If i describe my nodegroup i see that it is still paused after 52 minutes

(base) ~/chf-saas-install/ig1 $ c describe xnccnodegroup ig1-am-82f46-nfxp8 
Name:         ig1-am-82f46-nfxp8
Namespace:    
Labels:       crossplane.io/claim-name=ig1-am
              crossplane.io/claim-namespace=ig1
              crossplane.io/composite=ig1-am-82f46
Annotations:  crossplane.io/composition-resource-name: ncc-nodegroup-0
              crossplane.io/paused: true
API Version:  saas.nokia.ncc/v1alpha1
Kind:         Xnccnodegroup
Spec:
  Composition Selector:
    Match Labels:
      Provider:     aws
      Type:         nccnodegroup
  Customer Prefix:  am
  Eks Id:           ig1-am
  Parameters:
    Availability Zone:  [us-east-1a]
    Capacity Type:      ON_DEMAND
    Labels:
    Max Node Count:  10
    Min Node Count:  1
    Node Size:       dev
    Tags:
      k8s.io/cluster-autoscaler/enabled:  true
      k8s.io/cluster-autoscaler/ig1-am:   owned
      kubernetes.io/cluster/ig1-am:       owned
    Taints:
  Region:       us-east-1
  System Name:  ig1
  Vpc Id:       ig1-am
Status:
  Conditions:
    Last Transition Time:  2023-09-14T18:15:10Z
    Reason:                ReconcilePaused
    Status:                False
    Type:                  Synced
Events:
  Type    Reason                Age                From                                                             Message
  ----    ------                ----               ----                                                             -------
  Normal  ReconciliationPaused  52m (x2 over 52m)  defined/compositeresourcedefinition.apiextensions.crossplane.io  Reconciliation is paused via the pause annotation

Additionally crossplane for sure is started with enable environment configs as below you see in its start container.


    spec:
      containers:
      - args:
        - core
        - start
        - --enable-environment-configs

This used to work till 1.12 Universal crossplane and is broken from 1.13. Any help appreciated .

tnthornton commented 11 months ago

Thanks for the detailed issue @arunpmohan ! I think this issue should actually be over here https://github.com/upbound/universal-crossplane/issues based on the problems outlined.
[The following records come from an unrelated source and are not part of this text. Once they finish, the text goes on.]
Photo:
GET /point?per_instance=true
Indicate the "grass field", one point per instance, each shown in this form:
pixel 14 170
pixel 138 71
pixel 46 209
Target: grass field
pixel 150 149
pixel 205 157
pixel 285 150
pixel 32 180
I'll go ahead and move it now - if you feel like that's a mistake, feel free to reply with the correction and we can sort through what about the up cli is causing this behavior 👍

arunpmohan commented 11 months ago

Thank you.

phisco commented 6 months ago

@arunpmohan sorry for the late reply, I hope you solved it in the meantime, I think the issue was related to the resolve policy introduced in 1.13, you'll want to set it to Always. Feel free to reopen the issue if it still apply.